Estas labores se podrán realizar en la municipalidad correspondiente o en entidades sin fines de lucro. Sin embargo, la alternativa no aplicará a reincidentes y se revocará si se aportan antecedentes falsos o no se cumplen las horas comprometidas.
Ruidos molestos y ajustes normativos
Por otro lado, la propuesta suma como incivilidad la generación de ruidos molestos desde viviendas o condominios durante horas de descanso.
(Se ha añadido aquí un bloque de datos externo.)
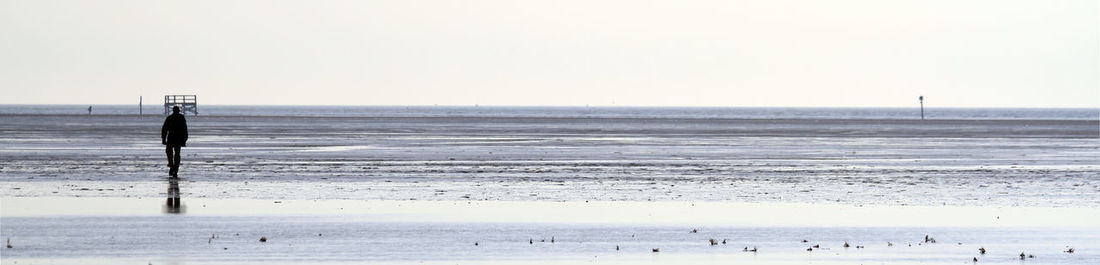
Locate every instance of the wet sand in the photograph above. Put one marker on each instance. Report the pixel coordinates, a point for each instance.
(78, 189)
(341, 231)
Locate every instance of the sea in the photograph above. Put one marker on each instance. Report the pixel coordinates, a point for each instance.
(667, 112)
(551, 185)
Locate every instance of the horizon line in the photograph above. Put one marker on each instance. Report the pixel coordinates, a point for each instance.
(585, 106)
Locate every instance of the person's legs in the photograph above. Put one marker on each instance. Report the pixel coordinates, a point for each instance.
(167, 151)
(175, 168)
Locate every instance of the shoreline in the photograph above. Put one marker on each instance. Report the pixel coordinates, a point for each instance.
(611, 212)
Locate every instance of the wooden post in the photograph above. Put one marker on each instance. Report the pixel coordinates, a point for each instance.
(922, 106)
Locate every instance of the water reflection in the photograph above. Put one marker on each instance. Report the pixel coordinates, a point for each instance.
(174, 205)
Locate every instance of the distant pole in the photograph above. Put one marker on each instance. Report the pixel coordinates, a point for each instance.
(922, 106)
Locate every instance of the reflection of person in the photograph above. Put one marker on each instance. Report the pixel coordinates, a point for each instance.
(174, 135)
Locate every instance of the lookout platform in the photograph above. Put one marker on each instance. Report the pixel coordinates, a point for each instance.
(186, 103)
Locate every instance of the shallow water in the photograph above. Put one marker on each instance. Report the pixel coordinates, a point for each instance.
(79, 189)
(209, 231)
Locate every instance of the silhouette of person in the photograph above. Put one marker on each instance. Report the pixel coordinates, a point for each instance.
(174, 135)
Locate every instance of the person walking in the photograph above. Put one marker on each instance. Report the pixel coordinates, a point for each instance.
(174, 136)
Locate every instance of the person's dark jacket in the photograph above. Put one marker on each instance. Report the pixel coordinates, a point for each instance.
(174, 131)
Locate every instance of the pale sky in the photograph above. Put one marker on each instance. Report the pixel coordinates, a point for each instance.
(723, 53)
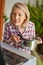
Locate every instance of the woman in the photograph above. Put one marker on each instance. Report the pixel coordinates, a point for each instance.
(19, 23)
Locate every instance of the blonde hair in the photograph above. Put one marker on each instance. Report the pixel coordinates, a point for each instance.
(23, 7)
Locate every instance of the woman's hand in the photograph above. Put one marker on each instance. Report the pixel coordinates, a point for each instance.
(15, 38)
(39, 40)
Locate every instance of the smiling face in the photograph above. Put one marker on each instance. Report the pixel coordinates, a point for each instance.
(18, 16)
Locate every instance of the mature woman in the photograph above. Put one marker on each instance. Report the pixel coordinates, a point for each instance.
(19, 23)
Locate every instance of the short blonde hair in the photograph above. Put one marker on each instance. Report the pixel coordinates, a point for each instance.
(23, 7)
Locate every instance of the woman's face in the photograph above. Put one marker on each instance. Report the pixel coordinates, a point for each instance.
(18, 16)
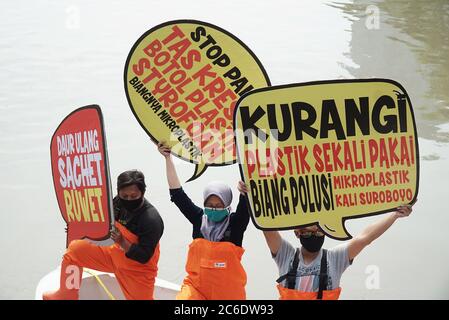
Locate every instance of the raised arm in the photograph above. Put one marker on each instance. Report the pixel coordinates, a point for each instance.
(374, 231)
(274, 241)
(172, 176)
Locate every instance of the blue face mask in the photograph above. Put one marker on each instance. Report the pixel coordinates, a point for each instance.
(216, 215)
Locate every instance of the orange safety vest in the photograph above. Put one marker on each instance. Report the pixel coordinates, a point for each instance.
(214, 272)
(290, 293)
(136, 279)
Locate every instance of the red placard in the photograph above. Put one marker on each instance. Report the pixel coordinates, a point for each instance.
(81, 174)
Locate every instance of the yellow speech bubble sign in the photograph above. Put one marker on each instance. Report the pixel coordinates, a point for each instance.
(323, 152)
(182, 81)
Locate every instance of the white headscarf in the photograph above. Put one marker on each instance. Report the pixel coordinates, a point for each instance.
(214, 231)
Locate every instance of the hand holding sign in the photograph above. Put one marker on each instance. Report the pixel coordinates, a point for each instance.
(326, 151)
(81, 174)
(182, 80)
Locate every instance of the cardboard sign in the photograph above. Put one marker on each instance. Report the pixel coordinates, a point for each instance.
(81, 174)
(323, 152)
(182, 80)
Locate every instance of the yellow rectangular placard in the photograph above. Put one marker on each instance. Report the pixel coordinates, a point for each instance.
(323, 152)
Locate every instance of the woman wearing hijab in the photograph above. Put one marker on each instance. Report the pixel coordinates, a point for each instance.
(214, 269)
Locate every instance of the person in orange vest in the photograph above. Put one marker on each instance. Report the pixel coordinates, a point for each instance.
(313, 273)
(214, 269)
(134, 255)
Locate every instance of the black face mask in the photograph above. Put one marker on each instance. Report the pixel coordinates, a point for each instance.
(131, 205)
(312, 243)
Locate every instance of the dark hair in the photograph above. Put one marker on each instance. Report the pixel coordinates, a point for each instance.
(131, 177)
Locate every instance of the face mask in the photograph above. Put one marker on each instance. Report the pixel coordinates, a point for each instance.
(216, 215)
(312, 243)
(131, 205)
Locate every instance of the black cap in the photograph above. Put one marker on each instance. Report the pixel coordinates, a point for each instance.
(131, 177)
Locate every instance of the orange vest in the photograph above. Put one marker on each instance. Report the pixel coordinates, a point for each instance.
(292, 294)
(214, 272)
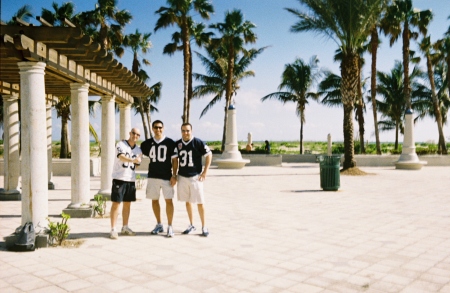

Para inmuebles fuera del régimen de copropiedad, se establecen multas de 1 a 5 UTM cuando superen los límites ambientales.
En contraste, se eliminó del listado la organización de loterías no autorizadas.
Finalmente, las indicaciones redefinen los plazos de permanencia en las nóminas, estableciendo que la inscripción por actos vandálicos podrá extenderse entre uno y cinco años para adultos, mientras que para menores de edad el periodo se acotará entre seis meses y dos años.
En tanto, en el Registro de Incivilidades, la permanencia solo fluctuará entre seis meses y un año, atenuándose además el aumento por reincidencia. Por último, el informe presupuestario sostiene que todos estos cambios son estrictamente normativos y no implicarán un mayor gasto fiscal respecto de la propuesta anterior.